Marie Antoinette, auf drei Tänzerinnen aufgeteilt: hier Andressa Miyazato (re.) mit Ludwig XVI., getanzt von Jonatan Salgado Romero.

Dieter Wuschanski

Beliebt war die extravagante Marie Antoinette in Frankreich nicht. Sie sammelte Beinamen wie "l'autre chienne" – die andere Hündin, von "l'Autrichienne", die Österreicherin – "Madame Veto" oder "Madame Déficit". 1755 hatte sie als vorletzter Spross von Kaiserin Maria Theresia das Licht der Welt erblickt – einen Tag nach dem verheerenden Erdbeben von Lissabon. Am unschönen Ende ihres Lebens stand bekanntlich ein politisches Erdbeben: die Französische Revolution.

Knapp vor ihrem 38. Geburtstag endete die Gemahlin von König Ludwig XVI. auf der Guillotine. Seither gilt Marie Antoinette als historischer Promi. Grund genug für Mei Hong Lin, die Chefin des Linzer Balletts, aus deren nicht gerade langweiliger Biografie ein Stück zu machen.
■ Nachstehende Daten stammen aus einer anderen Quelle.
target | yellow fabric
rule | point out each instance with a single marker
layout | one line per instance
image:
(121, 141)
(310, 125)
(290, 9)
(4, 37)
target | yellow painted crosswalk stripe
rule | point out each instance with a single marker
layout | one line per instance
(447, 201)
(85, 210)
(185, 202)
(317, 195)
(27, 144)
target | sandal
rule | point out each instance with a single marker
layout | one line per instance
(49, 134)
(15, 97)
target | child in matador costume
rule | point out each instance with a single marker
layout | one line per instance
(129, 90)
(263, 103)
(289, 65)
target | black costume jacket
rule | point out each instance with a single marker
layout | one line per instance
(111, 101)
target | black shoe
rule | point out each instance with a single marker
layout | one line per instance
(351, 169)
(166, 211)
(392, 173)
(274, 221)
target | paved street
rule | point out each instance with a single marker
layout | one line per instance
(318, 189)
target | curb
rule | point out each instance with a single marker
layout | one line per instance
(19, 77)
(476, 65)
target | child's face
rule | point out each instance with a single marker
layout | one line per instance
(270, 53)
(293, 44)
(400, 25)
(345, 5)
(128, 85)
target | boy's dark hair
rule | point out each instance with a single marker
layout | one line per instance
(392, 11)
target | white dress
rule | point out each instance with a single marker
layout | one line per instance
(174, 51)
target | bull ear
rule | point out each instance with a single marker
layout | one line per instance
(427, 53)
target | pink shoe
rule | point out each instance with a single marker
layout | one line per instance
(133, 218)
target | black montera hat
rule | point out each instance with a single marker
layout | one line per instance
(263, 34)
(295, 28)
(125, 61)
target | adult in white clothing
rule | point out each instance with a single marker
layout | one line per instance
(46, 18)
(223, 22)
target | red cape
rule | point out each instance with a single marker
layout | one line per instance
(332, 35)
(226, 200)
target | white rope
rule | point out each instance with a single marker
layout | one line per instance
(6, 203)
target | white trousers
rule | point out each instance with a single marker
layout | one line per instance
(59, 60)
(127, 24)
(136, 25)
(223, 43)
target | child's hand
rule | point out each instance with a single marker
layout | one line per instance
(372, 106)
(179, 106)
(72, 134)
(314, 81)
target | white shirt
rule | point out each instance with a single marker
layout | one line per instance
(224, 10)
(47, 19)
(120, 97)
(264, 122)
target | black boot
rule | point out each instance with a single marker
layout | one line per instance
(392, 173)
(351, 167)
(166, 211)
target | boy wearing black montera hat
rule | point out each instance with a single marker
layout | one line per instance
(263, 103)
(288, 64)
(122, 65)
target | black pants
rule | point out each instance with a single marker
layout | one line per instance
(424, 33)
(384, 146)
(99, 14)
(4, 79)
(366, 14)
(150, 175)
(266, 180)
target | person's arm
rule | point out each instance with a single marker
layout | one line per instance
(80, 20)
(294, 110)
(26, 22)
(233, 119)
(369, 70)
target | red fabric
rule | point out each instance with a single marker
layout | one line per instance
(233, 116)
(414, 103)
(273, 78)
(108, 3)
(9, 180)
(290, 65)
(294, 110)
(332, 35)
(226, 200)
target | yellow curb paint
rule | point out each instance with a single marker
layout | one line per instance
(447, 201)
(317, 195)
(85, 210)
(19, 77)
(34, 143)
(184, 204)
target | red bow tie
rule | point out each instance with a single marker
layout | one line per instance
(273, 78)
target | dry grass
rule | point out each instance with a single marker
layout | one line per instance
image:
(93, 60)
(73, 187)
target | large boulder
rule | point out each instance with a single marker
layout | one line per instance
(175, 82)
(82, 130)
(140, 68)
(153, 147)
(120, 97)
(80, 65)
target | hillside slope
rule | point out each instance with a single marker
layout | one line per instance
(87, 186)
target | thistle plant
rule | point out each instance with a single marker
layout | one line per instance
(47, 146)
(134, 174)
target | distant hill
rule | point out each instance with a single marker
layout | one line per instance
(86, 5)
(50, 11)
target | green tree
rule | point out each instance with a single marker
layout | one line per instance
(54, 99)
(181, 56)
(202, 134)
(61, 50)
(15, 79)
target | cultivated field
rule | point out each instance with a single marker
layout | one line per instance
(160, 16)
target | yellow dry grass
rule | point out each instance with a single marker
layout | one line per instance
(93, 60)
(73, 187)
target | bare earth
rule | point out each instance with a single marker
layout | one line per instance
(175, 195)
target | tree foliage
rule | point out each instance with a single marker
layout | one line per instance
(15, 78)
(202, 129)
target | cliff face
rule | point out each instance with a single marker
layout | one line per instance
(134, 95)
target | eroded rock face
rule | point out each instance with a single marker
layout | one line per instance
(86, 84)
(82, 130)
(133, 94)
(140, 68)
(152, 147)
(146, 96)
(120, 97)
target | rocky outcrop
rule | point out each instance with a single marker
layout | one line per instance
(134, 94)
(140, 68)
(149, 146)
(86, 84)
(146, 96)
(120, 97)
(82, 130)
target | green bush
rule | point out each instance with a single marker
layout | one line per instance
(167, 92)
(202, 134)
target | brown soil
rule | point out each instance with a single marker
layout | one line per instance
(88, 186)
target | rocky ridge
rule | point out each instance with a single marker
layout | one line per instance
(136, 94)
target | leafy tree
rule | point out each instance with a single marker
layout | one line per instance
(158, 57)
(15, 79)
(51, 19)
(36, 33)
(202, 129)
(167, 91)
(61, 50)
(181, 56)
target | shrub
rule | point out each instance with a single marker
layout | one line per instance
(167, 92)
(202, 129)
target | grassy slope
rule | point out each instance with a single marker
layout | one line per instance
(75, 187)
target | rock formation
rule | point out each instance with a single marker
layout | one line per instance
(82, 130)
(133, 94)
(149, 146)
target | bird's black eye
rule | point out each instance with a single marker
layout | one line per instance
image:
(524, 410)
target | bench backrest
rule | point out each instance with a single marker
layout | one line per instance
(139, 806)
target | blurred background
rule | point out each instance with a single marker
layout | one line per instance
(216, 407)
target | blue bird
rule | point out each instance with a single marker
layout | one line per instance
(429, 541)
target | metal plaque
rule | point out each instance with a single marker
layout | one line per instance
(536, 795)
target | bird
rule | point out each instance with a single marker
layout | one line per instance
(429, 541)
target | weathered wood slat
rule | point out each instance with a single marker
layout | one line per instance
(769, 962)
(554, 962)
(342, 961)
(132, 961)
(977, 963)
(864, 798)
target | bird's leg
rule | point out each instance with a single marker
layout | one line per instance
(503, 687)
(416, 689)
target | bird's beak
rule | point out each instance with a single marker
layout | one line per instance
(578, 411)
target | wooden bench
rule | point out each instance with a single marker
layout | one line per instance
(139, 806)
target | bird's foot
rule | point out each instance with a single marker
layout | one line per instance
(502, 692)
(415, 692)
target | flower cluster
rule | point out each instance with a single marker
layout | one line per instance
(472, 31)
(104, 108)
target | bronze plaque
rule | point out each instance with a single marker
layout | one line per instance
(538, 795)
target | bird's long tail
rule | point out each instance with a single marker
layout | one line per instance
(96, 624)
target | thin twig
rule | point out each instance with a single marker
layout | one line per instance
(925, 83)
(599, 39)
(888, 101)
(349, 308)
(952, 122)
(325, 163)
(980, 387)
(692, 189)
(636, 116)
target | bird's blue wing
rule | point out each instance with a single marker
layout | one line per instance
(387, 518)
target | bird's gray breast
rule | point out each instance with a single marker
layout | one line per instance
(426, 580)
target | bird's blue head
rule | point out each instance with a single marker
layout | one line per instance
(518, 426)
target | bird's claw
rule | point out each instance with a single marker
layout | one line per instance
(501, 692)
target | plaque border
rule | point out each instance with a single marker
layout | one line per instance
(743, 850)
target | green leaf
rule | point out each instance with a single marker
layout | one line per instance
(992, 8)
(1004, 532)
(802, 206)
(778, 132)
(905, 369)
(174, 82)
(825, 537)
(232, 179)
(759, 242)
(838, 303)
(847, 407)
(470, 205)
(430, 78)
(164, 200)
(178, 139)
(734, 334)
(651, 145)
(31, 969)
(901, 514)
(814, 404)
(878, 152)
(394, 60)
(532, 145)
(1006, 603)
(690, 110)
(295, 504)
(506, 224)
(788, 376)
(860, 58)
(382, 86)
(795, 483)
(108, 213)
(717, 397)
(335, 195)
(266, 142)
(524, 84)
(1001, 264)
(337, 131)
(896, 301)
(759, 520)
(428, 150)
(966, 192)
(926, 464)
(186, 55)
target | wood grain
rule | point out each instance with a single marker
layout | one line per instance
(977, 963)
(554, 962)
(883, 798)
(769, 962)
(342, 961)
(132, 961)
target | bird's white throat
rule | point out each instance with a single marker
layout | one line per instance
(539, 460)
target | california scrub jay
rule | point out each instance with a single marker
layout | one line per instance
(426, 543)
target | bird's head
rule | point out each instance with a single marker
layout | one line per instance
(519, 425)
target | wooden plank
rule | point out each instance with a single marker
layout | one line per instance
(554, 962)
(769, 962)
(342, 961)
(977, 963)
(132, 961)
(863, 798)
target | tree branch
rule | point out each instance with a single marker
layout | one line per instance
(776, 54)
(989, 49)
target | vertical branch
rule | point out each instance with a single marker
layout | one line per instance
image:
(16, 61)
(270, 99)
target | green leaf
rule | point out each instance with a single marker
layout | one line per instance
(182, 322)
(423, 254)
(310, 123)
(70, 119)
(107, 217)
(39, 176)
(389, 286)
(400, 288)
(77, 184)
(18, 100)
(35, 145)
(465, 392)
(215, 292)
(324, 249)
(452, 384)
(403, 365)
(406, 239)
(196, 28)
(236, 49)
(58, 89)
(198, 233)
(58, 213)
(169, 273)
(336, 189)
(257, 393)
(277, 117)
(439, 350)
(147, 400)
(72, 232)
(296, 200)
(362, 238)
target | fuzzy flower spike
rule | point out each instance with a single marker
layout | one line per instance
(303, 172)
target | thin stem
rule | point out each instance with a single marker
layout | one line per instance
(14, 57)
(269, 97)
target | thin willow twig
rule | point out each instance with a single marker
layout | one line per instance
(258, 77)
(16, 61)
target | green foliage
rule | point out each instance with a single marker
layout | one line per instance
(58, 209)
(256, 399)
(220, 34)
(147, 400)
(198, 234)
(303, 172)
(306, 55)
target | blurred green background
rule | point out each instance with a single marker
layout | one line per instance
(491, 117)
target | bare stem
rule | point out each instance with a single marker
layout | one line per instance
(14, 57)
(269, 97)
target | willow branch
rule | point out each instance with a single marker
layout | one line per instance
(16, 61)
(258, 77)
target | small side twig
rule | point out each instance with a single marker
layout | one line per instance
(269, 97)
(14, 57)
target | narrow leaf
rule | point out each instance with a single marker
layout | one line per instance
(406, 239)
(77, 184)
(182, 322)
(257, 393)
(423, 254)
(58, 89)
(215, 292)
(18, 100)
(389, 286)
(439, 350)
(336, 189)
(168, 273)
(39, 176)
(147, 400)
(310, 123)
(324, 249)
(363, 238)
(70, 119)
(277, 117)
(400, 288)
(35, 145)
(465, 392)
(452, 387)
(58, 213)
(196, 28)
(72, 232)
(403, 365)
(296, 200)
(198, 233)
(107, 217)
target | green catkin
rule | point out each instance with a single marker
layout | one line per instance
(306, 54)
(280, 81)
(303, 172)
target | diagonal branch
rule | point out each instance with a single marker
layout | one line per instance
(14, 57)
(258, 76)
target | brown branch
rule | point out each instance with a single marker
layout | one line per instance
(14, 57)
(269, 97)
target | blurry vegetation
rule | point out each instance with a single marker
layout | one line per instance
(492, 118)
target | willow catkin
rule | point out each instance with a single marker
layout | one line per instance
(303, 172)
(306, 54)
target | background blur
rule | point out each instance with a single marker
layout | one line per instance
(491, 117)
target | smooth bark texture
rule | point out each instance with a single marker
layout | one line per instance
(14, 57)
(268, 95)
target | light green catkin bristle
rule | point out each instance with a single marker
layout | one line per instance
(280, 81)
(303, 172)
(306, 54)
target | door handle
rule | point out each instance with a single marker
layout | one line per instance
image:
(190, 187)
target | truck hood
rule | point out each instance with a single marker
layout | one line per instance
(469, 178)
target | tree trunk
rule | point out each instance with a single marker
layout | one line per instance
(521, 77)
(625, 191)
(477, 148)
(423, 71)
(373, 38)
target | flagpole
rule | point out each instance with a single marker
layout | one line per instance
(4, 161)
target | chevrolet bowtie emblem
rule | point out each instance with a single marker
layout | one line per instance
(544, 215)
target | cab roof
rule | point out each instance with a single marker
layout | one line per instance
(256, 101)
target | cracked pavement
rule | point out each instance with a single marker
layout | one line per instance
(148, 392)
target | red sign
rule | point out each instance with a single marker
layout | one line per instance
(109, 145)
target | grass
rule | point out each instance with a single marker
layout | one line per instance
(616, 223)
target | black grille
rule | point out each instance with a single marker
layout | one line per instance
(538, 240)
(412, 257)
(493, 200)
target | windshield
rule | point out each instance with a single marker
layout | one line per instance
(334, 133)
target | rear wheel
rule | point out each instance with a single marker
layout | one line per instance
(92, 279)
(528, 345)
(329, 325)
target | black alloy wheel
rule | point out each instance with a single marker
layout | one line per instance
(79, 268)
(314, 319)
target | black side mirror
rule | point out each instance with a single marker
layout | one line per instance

Sie folgt damit mit einigem Respektabstand ihrem deutschen Kollegen Patrick de Bana, der seine Fantasien über Madame Déficit vor zehn Jahren in der Wiener Volksoper vorgestellt hat.

Für das Linzer Tanzstück hat Walter Haupt, Erfinder der "Klangwolke", die Musik komponiert. Er lässt die Französische Revolution auf einem Klangteppich mit Vorgeschichte schweben: Hat er doch bereits für den 200. Jahrestag der großen Umwälzung die Oper Marat geschaffen und vor immerhin 150.000 Zuschauern aufgeführt.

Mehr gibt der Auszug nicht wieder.